Healthcare Credit Ratings Dip Amid M&A Binge
By: Alex Kacik with contributions from Eb LeMaster
(Modern Healthcare online)
Merger and acquisition activity is weighing on healthcare companies’ credit ratings, according to a new report.
Fitch Ratings maintained a positive outlook for the industry given the solid underlying demand for healthcare products and services, particularly as the population ages. But it notes there has been an uptick in ratings downgrades as the industry consolidates and companies fund large acquisitions.
The healthcare sector is one of the largest contributors to the increase in total high- grade bond issuance over the past decade, according to Fitch.
The aggregate amount of high-grade bonds (AA- or higher) in healthcare grew at an 18% compound annual growth rate since 2008 to $609 billion as of Sept. 30, rising nearly three-fold since the end of the Great Recession.
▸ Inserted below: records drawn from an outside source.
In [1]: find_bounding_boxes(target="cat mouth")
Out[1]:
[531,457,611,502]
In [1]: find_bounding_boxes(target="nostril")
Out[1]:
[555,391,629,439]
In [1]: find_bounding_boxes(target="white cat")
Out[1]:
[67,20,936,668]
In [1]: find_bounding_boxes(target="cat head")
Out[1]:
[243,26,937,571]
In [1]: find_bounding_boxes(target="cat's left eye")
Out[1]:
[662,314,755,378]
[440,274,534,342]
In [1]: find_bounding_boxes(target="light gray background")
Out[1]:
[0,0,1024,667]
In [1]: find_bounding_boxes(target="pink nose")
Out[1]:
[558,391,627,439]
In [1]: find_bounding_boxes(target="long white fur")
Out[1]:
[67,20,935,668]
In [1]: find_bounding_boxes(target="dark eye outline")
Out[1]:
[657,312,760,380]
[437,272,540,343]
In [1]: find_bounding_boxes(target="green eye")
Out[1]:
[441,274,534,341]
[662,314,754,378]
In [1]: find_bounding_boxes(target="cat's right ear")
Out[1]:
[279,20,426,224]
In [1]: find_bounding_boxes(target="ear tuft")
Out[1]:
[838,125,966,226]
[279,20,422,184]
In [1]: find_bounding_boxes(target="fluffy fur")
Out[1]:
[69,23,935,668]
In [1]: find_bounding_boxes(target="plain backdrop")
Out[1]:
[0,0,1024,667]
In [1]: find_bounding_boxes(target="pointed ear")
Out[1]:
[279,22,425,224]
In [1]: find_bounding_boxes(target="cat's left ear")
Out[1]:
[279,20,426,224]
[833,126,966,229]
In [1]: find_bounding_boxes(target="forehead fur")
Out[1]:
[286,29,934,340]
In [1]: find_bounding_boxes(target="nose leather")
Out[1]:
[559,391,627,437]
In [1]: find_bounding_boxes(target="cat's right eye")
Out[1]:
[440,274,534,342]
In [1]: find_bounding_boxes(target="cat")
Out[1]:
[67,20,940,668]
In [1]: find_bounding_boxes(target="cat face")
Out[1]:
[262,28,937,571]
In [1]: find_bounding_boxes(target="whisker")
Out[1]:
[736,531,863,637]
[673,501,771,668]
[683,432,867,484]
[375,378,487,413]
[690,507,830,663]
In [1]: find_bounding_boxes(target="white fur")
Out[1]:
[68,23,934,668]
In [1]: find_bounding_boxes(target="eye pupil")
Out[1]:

Healthcare investment-grade bonds with a composite rating in the “BBB” category represent 58% of the total outstanding for the sector compared with 18% at the end of 2009.
While healthcare organizations take on more debt to execute acquisitions that promise better cash flow and efficiencies of scale, those projections are not fully offsetting their growing debt loads, according to Fitch.
“M&A digestion can affect some systems’ aggressiveness—or at least cause a pause—in terms of other future acquisitions and other capital plans,” said Eb LeMaster, a managing director at consulting firm Ponder & Co. who focuses on hospital M&A. “But at the end of the day, good strategy should come before consideration of incremental balance sheet or credit ratings impact.”
Lower credit ratings limit providers’ ability to access capital. If a hospital loses its investment-grade status, which means its credit rating dips below “BBB-” or “Baa3” depending on the ratings agency, certain bond issuers will deem it too risky. It also caps how much the hospital can borrow elsewhere.